We conducted a 12-month multicenter phase II clinical trial of AN in subjects with PAH. We hypothesized that AN would increase the 6MWD at 6 months compared with placebo. Other secondary outcomes were assessed through 12 months.
Methods
Trial Design
The PHANTOM (Pulmonary Hypertension and Anastrozole) study was a seven-center, randomized, double-blind, placebo-controlled parallel 12-month study of AN in patients with PAH. The protocol called for the recruitment of 84 subjects with PAH. The trial protocol was approved by the single institutional review board at the University of Pennsylvania and the data and safety monitoring board, which was appointed by the NHLBI. Details of the methods, the protocol, and the manual of procedures are provided online. The trial was registered with www.clinicaltrials.gov before recruitment was initiated (NCT03229499).
Participants
We included postmenopausal women and men >18 years of age with PAH who were able to perform 6-minute-walk testing. We excluded patients who were being treated with estrogen or antihormone therapy and those with a history of invasive breast cancer, World Health Organization (WHO) class IV functional status, or severe osteoporosis. Patients were allowed to receive concurrent treatment with any PAH-specific medications. Complete inclusion and exclusion criteria are provided in Table E1 of the online supplement. Participants were recruited from seven academic pulmonary vascular disease clinics (Stanford University, University of Pennsylvania, University of Colorado, Washington University, Vanderbilt University, Johns Hopkins University, and Rhode Island Hospital/Brown University). All participants provided written informed consent.
Study Interventions and Procedures
Potentially eligible patients were identified through prescreening of medical records.

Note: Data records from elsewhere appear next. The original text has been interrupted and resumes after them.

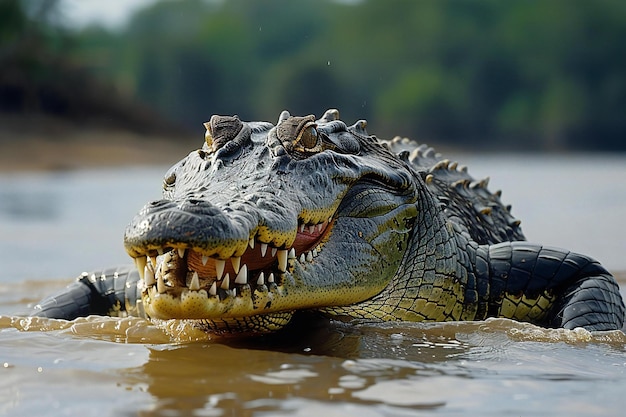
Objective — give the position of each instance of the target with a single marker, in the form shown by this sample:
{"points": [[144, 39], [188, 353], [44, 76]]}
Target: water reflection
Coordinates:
{"points": [[29, 205]]}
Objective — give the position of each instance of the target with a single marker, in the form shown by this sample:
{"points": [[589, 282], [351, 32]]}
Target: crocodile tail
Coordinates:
{"points": [[112, 291], [553, 287]]}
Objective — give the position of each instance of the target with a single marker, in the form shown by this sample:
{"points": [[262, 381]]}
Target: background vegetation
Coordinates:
{"points": [[515, 74]]}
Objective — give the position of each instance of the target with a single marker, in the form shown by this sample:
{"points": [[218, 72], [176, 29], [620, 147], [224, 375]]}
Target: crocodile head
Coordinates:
{"points": [[266, 220]]}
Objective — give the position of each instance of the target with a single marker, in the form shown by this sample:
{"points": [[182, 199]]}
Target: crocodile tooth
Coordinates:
{"points": [[282, 260], [140, 264], [225, 282], [242, 276], [194, 285], [161, 288], [219, 268], [148, 277], [236, 261]]}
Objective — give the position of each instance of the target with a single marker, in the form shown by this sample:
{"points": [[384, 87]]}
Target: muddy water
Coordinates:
{"points": [[54, 226]]}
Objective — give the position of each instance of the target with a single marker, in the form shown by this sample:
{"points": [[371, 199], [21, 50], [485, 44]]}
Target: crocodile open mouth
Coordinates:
{"points": [[182, 282]]}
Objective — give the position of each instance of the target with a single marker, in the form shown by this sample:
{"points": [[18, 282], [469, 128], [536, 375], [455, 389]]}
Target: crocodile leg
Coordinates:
{"points": [[552, 287], [112, 291]]}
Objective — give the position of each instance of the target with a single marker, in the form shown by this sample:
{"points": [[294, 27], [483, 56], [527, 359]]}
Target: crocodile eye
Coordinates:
{"points": [[308, 137], [220, 130]]}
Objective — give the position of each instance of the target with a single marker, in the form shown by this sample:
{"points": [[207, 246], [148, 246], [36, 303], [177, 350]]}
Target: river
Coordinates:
{"points": [[55, 225]]}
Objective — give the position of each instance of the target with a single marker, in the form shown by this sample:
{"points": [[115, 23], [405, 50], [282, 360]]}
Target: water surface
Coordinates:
{"points": [[54, 226]]}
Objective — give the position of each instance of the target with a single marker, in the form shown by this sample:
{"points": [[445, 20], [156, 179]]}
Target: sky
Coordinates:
{"points": [[108, 13]]}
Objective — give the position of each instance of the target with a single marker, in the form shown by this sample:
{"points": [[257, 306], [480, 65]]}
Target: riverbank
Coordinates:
{"points": [[42, 144]]}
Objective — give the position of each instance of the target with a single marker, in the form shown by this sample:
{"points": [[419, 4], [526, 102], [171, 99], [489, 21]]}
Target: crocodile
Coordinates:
{"points": [[267, 221]]}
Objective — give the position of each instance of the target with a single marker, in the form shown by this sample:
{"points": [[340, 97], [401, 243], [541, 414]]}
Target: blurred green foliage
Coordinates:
{"points": [[520, 74]]}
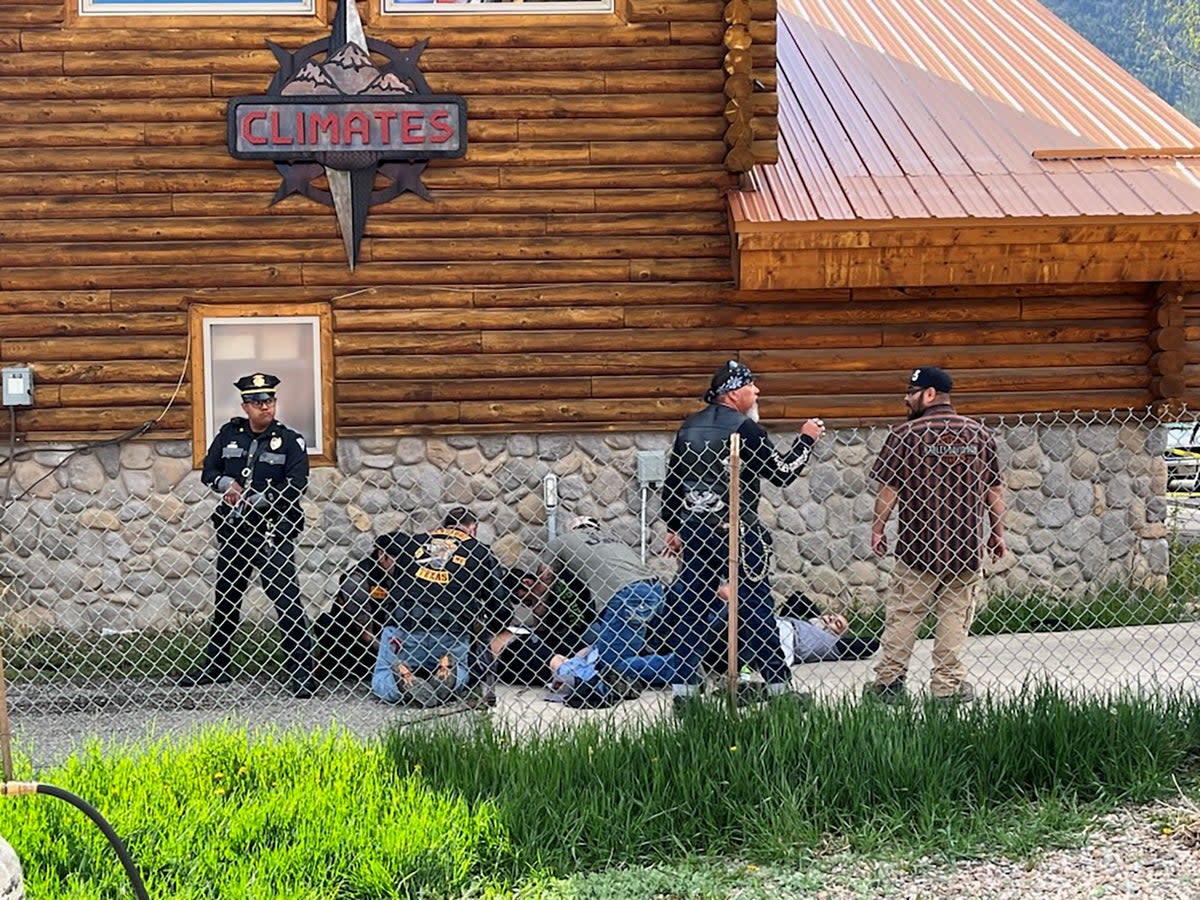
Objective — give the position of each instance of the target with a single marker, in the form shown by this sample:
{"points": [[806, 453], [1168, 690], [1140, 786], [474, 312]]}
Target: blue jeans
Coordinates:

After informed consent and successful screening, subjects were randomly assigned in a 1:1 ratio by a Web-based computerized system to AN 1 mg (Zydus Pharmaceuticals) once daily or manufactured placebo (Temple University), which appeared identical. The randomization scheme was blocked and stratified by sex. All subjects were provided with open-label vitamin D3 2,000 IU daily (Major Pharmaceuticals and Rugby Laboratories) and received dietary counseling about maintaining 1,200-mg calcium intake each day.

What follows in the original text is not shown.